English Version
北卡罗莱纳州立大学Xipeng Shen教授学术报告





Modern Computing and Intelligent Programing Systems


AbstractIn this talk, Dr. Shen will discuss some recent progress in the development of intelligent programming systems, especially in raising program analysis and optimizations to a new level, unleashing the hidden power of compilers, and making applications better harness

the power of modern heterogeneous systems (e.g., GPU). He will demonstrate how the progress helps meet some major challenges in modern computing, including the rapid increase of the volume and variety of data, the rise of deep learning, the shift of computing towards cloud and IoT, and the fast development of heterogeneity in processors and memory.


Bio (报告人简介):

Xipeng Shen is an Associate Professor in the Computer Science Department at North Carolina State University in USA. He has received a number of recognitions, including Early Career Research Award from the US Department of Energy, CAREER Award from US NSF, Google Faculty Research Award, IBM Center for Advanced Studies Faculty Fellow Award, ACM Distinguished Speaker, and so on.
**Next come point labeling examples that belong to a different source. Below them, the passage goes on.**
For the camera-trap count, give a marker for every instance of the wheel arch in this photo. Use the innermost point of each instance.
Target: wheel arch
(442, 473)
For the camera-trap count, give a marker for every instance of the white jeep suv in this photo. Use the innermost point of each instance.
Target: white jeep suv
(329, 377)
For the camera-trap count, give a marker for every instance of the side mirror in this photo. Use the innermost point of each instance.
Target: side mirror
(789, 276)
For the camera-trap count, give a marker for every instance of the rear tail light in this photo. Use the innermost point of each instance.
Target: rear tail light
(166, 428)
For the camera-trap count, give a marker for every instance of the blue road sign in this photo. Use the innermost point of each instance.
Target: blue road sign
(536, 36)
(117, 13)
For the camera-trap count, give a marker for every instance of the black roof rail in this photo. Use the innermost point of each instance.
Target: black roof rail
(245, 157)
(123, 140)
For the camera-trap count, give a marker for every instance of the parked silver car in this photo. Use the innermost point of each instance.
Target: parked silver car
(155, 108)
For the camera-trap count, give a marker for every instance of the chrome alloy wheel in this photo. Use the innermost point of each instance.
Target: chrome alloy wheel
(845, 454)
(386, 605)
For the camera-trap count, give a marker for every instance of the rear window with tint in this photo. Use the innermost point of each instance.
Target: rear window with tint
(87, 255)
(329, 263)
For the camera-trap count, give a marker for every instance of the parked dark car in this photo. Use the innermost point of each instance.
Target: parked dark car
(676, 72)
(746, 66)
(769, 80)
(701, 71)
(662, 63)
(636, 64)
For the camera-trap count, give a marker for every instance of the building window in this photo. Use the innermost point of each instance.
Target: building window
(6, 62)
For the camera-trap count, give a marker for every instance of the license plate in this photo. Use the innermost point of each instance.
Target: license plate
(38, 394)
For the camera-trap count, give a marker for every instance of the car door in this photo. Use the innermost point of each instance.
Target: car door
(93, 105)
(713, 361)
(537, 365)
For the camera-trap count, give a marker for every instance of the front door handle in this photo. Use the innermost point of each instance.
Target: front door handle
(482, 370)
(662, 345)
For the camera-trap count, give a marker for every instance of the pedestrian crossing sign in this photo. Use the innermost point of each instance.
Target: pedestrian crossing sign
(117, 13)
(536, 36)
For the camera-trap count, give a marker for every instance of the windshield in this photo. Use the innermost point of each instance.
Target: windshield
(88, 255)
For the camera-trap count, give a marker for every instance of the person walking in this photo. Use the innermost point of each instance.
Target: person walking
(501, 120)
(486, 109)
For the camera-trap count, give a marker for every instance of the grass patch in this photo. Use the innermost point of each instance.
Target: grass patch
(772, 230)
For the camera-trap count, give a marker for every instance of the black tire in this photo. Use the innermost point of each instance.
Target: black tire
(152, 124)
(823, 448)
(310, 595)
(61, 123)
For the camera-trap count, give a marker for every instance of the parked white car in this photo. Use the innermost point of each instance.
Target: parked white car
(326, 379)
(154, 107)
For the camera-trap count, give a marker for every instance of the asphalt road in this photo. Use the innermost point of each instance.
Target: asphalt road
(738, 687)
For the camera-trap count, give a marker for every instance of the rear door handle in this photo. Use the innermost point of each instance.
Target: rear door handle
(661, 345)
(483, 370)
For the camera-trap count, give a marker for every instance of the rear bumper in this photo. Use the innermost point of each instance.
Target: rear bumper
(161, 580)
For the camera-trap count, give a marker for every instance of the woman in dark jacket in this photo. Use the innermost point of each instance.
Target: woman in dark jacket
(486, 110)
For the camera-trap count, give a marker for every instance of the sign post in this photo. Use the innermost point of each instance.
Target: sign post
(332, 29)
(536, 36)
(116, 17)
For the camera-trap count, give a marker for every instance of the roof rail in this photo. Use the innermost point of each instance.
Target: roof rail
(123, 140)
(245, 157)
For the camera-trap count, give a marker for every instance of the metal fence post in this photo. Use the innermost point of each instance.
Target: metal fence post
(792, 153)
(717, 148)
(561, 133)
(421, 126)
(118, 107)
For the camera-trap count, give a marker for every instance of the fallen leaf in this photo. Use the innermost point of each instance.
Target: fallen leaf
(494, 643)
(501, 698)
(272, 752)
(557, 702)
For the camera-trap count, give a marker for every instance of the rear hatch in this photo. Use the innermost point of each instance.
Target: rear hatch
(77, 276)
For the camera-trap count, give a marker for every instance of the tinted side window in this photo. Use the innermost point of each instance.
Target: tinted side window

His primary research work lies in the field of programming systems and high performance machine learning, featuring an emphasis on inter-disciplinary problems and approaches. His research has produced influential results in multicore and GPU code optimizations, as well as progresses in machine learning, exemplified with a series of new machine learning algorithms (e.g., Yinyang K-Means, Multi-label Scene Classification) published at major ML/AI venues and adopted by Microsoft and other industry companies.

Prior to joining NC State in 2014 as a Chancellor's Faculty Excellence Program cluster hire in Data-Driven Science, Shen was the Adina Allen Term Distinguished Associate Professor in the Computer Science Department at The College of William and Mary. He spent his sabbatical at MIT, Microsoft Research, and Intel Labs between 2012 and 2013. He was an assistant professor at The College of William and Mary from 2006 to 2012. He received his Ph.D. in Computer Science from University of Rochester in 2006.

慎熙鹏是美国北卡州立大学计算机系的副教授。他获得美国能源部Early Career 研究奖,美国自然基金CAREER奖,谷歌教师研究奖,IBM CAS 教师研究奖, 北卡州立大学学者奖。他是ACM杰出演讲者。他的研究主要在编程系统和高性能机器学习领域,特别关注于交叉领域的问题和方法。他的研究在多核和GPU程序优化方面产生了很多影响。同时,他的研究产生了一系列新的高性能机器学习的算法(例如Yinyang K-Means, Multi-label Scene Classification),得到工业界的采纳和应用。

2014年加入北卡州立大学之前,慎教授是美国威廉玛丽学院的一名Adina Allen冠名副教授。他曾是麻省理工和微软研究院的访问科学家,并担任英特尔 实验室和思科的顾问。他于2006年在美国罗切斯特大学获取计算机博士学位,于 2001年在中科院自动化所获取硕士学位,于1998年在北方工业大学获取学士学位。